The music of Daniel Johnston isn't for everybody. That eerie, trembly, little-girl caterwaul, the archetypal lo-fi keyboard, the basement recordings dubbed over and over onto cheap cassette takes a certain amount of devotion to underground music to appreciate the man's secretly sublime pop songs.

Such is not the case, however, with Jeff Feuerzeig's documentary about Johnston's rollercoaster life. It's a heartwrenching story, and Feuerzeig tells it with such honesty, restraint and respect that the film's appeal extends well beyond the obvious audience of indie-music fans.

"This is by no means a 'rock doc,'" Feuerzeig told WW while in town for the film's premiere at the Portland International Film Festival. He should know. Feuerzeig directed one of the best music documentaries of all time, 1993's Half Japanese: The Band That Would Be King.

But music is only one small aspect of the complex character that is Daniel Johnston. There are also his films, his artwork (his drawings were included in this year's Whitney Biennial), his obsessive recording and documentation of every important moment in his life, his spiral into mental illness, and the walking shell of a man he is today. "The film I made," says Feuerzeig, "is about a living ghost."

The story starts around 1985, when a homemade Daniel Johnston cassette fell into Feuerzeig's hands. There were line drawings of classic Johnston characters like Joe the Boxer, and "between these incredible songs of unrequited love," Feuerzeig says, "he'd recorded his mom yelling at him. The songs were so openly about his mental illness—it was like performance art, this record."

The filmmaker, then living in New Jersey, was immediately fascinated. He started hearing about this crazy kid from Texas who hustled his way onto MTV and handed his tapes to everyone he met. Johnston was already making himself a legend, Feuerzeig says. "And he was doing it on purpose. He was the wizard behind his own curtain, you know? He exploited his own mental illness. He was obsessed with fame, but he was obsessed with the right kind of fame—he did all the work."

Which is lucky for Feuerzeig. Johnston had a huge body of recordings to draw from, but the filmmaker also found enormous stashes of audio diary-style cassettes Johnston had recorded and, most exciting of all, the teenage Daniel's Super 8 films, which he directed and starred in. A large portion of Feuerzeig's film consists of these Super 8s, in which Johnston plays both himself and his mother, caricatured as a raving harpy. His mother, like the rest of the family, gamely participates in Feuerzeig's retelling of Daniel's story. Their part of the tale is perhaps the most heartbreaking—when their wildly creative, artistic son collapses into mental illness, they're forced to take care of him themselves, and they worry aloud about what will happen to Daniel when they're gone.

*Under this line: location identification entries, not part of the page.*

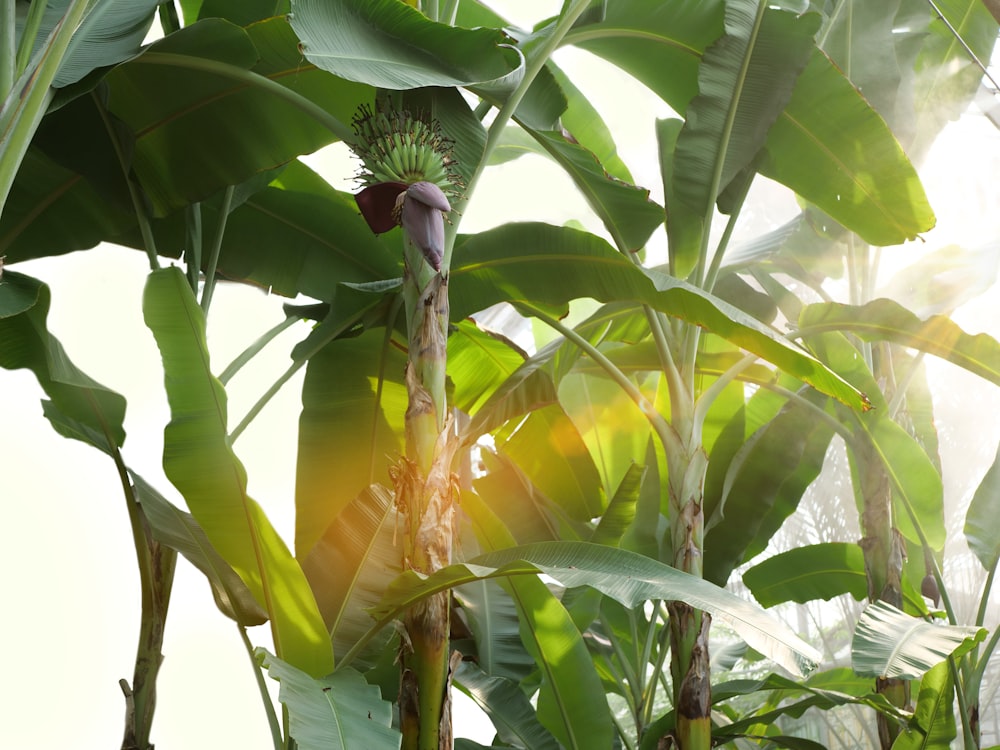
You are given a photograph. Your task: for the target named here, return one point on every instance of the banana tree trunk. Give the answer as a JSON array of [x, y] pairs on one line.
[[883, 552], [425, 497], [689, 655]]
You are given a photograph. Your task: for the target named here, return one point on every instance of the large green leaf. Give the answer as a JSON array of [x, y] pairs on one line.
[[763, 486], [834, 150], [625, 576], [744, 81], [175, 528], [390, 45], [571, 701], [199, 460], [203, 118], [816, 571], [95, 412], [323, 240], [684, 225], [350, 428], [479, 361], [888, 643], [507, 706], [52, 210], [885, 320], [492, 618], [352, 563], [549, 450], [549, 265], [626, 211], [111, 31], [981, 518], [337, 712], [828, 145], [933, 723], [918, 494]]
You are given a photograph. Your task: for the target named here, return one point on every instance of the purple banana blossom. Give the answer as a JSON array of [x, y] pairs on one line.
[[378, 205], [424, 207], [419, 207]]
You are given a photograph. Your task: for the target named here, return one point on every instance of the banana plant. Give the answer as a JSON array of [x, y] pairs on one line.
[[400, 386]]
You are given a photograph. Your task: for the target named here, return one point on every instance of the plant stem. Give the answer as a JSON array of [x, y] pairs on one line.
[[36, 12], [265, 696], [213, 258], [8, 48]]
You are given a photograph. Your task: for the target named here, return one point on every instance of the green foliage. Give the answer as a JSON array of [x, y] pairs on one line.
[[675, 405]]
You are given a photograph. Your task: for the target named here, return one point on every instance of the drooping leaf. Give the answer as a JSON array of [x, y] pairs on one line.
[[834, 150], [199, 460], [620, 512], [625, 576], [555, 264], [584, 123], [338, 712], [764, 485], [52, 210], [684, 225], [478, 362], [350, 565], [888, 643], [571, 703], [387, 44], [828, 145], [110, 32], [745, 80], [174, 528], [324, 241], [492, 618], [242, 12], [626, 211], [83, 408], [189, 98], [981, 518], [549, 450], [817, 571], [918, 494], [507, 706], [885, 320], [350, 429], [933, 724]]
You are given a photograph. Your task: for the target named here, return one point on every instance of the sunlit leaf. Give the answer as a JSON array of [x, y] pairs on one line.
[[625, 576], [507, 706], [353, 561], [83, 408], [571, 703], [627, 212], [199, 460], [387, 44], [744, 81], [337, 712], [885, 320], [174, 528], [551, 265], [888, 643], [933, 724], [981, 518], [350, 429]]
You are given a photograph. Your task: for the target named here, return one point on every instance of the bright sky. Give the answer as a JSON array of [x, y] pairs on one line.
[[71, 594]]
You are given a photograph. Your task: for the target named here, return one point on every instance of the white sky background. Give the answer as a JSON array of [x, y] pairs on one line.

The entire film feels haunted by people who are gone. Daniel's muse, Lori, appears only in one of his old movie reels, frozen in time. Several times, Feuerzeig returns to the scenes of key events and walks his camera through them, filming the empty spaces where Daniel Johnston used to be. Combined with all those archival recordings, it's an amazingly effective technique for telling the story of a man who has disappeared into himself. Feuerzeig's right, this isn't a rock doc—it's a love story and a ghost story.